「26歳の時に、僕、精神科の病院で働いていたのですけど、2年目の時に、たまたま境界性人格障害の勉強をするのに夜な夜な本を読んでいたら、パーンと空気がすごい張りつめた…違和感を覚えて。それで、『なんかおかしいな』と思っていたら、どんどんどんどん不安と怖さというか……。いつも講演で話させてもらう表現というのは、風船がどんどんどんどん膨らんでいくという感覚というか……。
『これはどうなってしまうんだ』みたいな怖さがあって。で、音楽をつけたり、テレビをつけたりしてリラックスしようと思ったのですけど、その音さえもどんどんどんどん膨らんでいく風船を割ってしまうような気ぃさえして。
たぶん僕は精神科で働いていたということもあって、勉強していたから、これは発病する……、発病というかなんかおかしいぞと前もって分かりえたというか。で、その間にもどんどんどんどん膨らんでいって、もし、この風船が割れてしまった時に、自制の効かない何かというか、素っ裸で外に出るだとか……。よく言うのが、本で出てくる精神疾患のエピソード的なものというか包丁振り回して外に出るとか、なんかそういう自制の効かない何かを起こしてしまうのではないかというのが、ギリギリのラインで浮かんで、それで同僚を呼んで対処したという感じですかね。
で、その日にすぐ夜中に同僚を呼んで、割れてしまって自制が効かないことで、何か迷惑をかけてもまずいと思って。ちょっと割れてしまってそういうことになったら、救急車を呼んでもらうか。だけど、僕は朝までなんとか割れないように割れないようにしようと思うから、もしなんとか朝までもったら、自分が働いている病院ではなくて、『とりあえず、どっかのクリニックを探して、連れて行ってほしい』ということを言って……。
いやぁ苦しかったですね。もう、寝られなかったですからね。」
「メンタルクリニックだったと思います。どこがいいとかそういうことはまったく分からないから、一応、友達にパソコンで検索してもらって、任せていたというか。
(診察では)『まあ統合失調症か抑うつ神経症ですね』と言われて、薬を出されたのですけど、当時、どんなふうに診察されてどんなふうに言われたかまでは憶えていないですね。そのあと、服薬しながら3年間働き続けていて、3年後に入院したので、その3年間はそこに通っていましたね。
(当時飲んでいた薬は)……ちょっと、そこまでは覚えていない。」
「その間に服薬しながら、やはりストレスというのは、いろいろ、抗不安薬であったりだとか抗うつ薬であったりだとか……。例えば、抗不安薬。不安になりました、それを飲んだからといって不安がなくなるわけでは根本的にないから不安定で、薬を飲んで安定するという……、そのために飲んでいたとしても、ストレスは回避できなくて。
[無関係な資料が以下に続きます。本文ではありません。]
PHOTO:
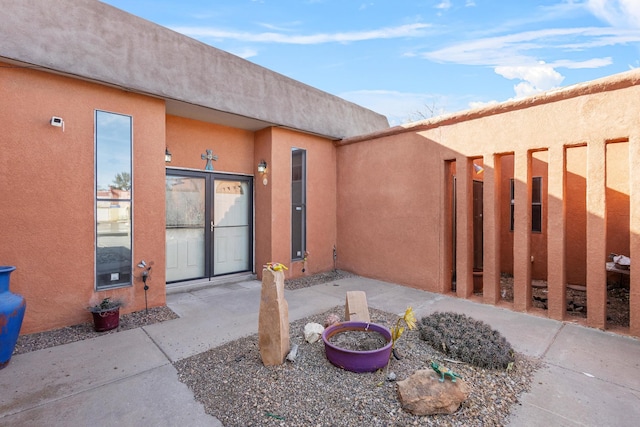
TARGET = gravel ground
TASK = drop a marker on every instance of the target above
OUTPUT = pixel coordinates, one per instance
(69, 334)
(316, 279)
(234, 386)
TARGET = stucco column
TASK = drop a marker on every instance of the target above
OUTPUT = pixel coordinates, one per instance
(491, 229)
(596, 235)
(464, 228)
(522, 231)
(634, 235)
(556, 236)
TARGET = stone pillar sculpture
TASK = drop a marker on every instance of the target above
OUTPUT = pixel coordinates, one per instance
(273, 321)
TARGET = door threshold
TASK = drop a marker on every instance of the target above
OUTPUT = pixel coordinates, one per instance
(195, 285)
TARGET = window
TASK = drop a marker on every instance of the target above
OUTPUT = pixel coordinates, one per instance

だから、薬と、結局は、僕は、その3年間の中でアルコールの世界に入っていって、薬とアルコールの世界に浸かっていた。一応働いてはいたのですけど、帰ったらもう薬とアルコールという……。
(アルコールは)なんでも飲んでいましたね。結局、入院は、(アルコールを)飲んでいて、その3年の間で虫の幻覚を見始めて、家で飲んでいた時に。僕自身がデイケアでアルコール依存症のプログラムも持っていて、一応勉強していたこともあったので、アルコール依存症の特徴的なものが虫の幻覚を見るという……。で、自分自身が(それを)見た時に、『ああ、自分はもうアルコール依存症になったな』というようなそこまでの落胆でもなく驚きでもなく、冷静になったというだけの変な感じですけど。
家(に)帰れば、すぐお酒を飲んで、で、白い壁に点々点々点々点々と黒い虫が貼りついていたり、空中に虫が舞っていて、手で払うのだけれど当たらなくて。で、すごいのですよ。職場から帰って来てすぐ、『あ、疲れた』と思って毛布をかぶって、でなんか当たる感覚があるのです。皮膚にポンポンと当たるような感覚。なんだろなと思って毛布を取ったら、ブワーーーっと虫が広がっていて。ま、たしかに幻覚ですからね。1回だけ、当たる感覚というのはあって……。」